Un autre, qui est plutôt un amendement d’appel, est relatif au congé paternité. De nombreuses études démontrent en effet que l’abolition du droit de correction doit s’accompagner d’une politique de sensibilisation et de structures œuvrant au développement de l’aide à la parentalité. Parmi ces mesures, les congés parentaux et les congés de paternité sont prioritaires, car on ne naît pas parents : on le devient.
Il est important de rappeler qu’il n’y a pas, en la matière, de déterminisme social ou culturel : les violences se retrouvent dans toutes les catégories socio-professionnelles et il est important de le préciser entre nous, car les préconçus sont très nombreux dans ce domaine.

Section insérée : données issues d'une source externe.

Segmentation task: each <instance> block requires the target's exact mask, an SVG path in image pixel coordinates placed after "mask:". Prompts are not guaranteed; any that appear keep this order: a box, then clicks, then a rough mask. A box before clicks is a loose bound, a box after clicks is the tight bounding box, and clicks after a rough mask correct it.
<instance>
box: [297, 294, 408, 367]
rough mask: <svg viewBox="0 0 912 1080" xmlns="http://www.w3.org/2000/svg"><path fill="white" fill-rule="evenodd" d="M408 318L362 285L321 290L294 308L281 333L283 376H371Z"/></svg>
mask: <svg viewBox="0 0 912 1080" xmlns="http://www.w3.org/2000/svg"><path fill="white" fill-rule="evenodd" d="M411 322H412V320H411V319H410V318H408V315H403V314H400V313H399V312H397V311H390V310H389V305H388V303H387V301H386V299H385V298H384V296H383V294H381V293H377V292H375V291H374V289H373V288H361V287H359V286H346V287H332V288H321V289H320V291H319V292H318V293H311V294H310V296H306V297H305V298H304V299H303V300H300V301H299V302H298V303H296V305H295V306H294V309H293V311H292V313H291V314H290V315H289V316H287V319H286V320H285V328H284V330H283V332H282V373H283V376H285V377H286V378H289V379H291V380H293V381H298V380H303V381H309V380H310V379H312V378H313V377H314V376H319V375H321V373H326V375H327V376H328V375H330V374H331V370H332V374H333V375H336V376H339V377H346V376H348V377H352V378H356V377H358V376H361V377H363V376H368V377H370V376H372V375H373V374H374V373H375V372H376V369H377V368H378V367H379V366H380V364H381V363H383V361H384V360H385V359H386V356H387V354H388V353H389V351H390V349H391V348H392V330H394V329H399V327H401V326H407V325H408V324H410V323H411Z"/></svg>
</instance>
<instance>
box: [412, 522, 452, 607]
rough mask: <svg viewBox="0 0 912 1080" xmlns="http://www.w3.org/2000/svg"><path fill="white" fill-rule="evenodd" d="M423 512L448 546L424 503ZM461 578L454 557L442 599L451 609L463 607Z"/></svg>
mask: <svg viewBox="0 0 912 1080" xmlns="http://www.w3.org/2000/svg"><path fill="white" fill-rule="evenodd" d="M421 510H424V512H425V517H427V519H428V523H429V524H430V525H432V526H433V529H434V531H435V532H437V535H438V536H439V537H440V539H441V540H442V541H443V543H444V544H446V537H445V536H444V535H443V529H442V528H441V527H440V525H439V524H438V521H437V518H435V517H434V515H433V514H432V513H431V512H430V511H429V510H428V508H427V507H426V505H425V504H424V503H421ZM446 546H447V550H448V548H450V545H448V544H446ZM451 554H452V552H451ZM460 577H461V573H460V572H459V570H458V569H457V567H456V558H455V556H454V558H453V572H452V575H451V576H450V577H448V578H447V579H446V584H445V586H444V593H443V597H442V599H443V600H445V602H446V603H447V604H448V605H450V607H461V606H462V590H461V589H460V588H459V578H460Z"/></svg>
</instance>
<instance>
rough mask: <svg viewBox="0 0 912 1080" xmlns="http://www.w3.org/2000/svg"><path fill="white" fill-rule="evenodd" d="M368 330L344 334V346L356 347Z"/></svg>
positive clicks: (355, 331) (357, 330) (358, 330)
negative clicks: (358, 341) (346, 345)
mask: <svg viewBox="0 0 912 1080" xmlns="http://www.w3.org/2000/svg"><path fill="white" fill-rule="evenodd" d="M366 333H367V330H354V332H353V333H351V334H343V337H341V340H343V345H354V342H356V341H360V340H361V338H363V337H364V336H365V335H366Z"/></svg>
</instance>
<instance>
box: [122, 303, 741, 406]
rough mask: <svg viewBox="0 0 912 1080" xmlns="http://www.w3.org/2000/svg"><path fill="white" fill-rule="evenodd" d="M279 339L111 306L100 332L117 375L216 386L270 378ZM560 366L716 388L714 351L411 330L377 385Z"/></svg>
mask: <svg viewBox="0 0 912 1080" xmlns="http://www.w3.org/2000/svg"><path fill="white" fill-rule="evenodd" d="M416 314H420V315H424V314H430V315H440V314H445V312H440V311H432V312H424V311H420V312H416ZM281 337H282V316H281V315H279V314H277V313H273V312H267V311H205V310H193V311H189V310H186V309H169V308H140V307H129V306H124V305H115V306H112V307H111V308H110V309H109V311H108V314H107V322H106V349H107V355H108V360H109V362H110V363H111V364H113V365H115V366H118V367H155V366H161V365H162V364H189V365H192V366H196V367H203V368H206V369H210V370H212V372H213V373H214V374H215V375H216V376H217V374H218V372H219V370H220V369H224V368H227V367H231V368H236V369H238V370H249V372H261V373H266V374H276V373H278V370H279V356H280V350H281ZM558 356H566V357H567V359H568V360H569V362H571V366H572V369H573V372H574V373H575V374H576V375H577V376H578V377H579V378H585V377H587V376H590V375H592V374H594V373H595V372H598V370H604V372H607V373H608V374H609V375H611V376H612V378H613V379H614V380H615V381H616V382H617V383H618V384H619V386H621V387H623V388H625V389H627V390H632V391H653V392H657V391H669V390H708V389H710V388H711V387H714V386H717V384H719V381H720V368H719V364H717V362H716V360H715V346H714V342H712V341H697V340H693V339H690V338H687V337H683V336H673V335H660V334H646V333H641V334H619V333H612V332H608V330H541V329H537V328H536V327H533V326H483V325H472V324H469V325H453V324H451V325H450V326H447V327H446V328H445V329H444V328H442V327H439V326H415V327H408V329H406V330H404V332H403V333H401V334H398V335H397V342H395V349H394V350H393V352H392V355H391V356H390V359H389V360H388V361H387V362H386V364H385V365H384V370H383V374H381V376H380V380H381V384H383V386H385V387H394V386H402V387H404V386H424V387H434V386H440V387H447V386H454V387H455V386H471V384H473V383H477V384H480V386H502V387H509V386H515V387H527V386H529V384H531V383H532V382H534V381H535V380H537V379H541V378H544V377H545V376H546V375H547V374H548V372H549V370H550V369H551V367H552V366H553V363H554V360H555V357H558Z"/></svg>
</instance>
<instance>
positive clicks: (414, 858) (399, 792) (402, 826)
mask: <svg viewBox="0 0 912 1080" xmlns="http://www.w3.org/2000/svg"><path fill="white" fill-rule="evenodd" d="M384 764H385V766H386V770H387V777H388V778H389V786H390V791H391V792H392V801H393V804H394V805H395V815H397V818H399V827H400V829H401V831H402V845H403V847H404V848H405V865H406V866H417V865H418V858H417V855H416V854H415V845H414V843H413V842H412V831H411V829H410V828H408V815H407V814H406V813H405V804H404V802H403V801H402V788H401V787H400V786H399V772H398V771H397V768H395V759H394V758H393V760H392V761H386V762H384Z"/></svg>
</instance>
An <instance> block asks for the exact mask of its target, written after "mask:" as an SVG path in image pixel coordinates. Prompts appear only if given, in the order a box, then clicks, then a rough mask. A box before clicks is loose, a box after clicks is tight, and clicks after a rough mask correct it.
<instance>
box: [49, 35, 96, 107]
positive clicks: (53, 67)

Il existe, en revanche, des territoires et des populations abandonnés, ou des territoires dépourvus de structures d’aide à la parentalité. Il faut des lieux de rencontre et de réflexion sur l’éducation et la parentalité, qui doivent mailler le territoire, en plus de lieux, de relais et de réseaux de solidarité pour les parents. Les PMI doivent être davantage soutenues.
Il faut également travailler à l’amélioration de la formation des professionnels, et notamment de leurs connaissances relatives aux violences éducatives ordinaires. En effet, la réduction de la violence passe, c’est essentiel, par son intégration dans les formations initiales et continues. Des campagnes d’information régulières – certaines ont déjà été lancées – doivent accompagner le vote de cette loi, afin de porter à la connaissance du grand public, des parents et des professionnels mais aussi des enfants eux-mêmes les dernières avancées scientifiques sur le développement psycho-affectif de l’enfant et les conséquences de la violence éducative ordinaire sur la santé physique et mentale. Le renforcement des moyens et des champs d’application du numéro d’appel gratuit 119 – car on craque parfois après dix-sept heures trente ! – avec une cellule dédiée à la violence éducative ordinaire pourrait également faire partie de cette campagne de sensibilisation.
Cette proposition de loi est utile et mesurée, mais elle est surtout protectrice pour nos enfants. J’espère qu’elle pourra faire l’unanimité. Je salue aussi certains amendements déposés par mes collègues, notamment en vue de faire inscrire certains des articles de ce texte dans le carnet de santé. J’espère aussi que certains autres amendements ne viendront pas affaiblir la portée abolitionniste de cette proposition de loi. En tout cas, telle qu’elle est aujourd’hui, le groupe communiste est enthousiaste pour la voter.(Applaudissements sur les bancs des groupes LaREM, MODEM et SOC.)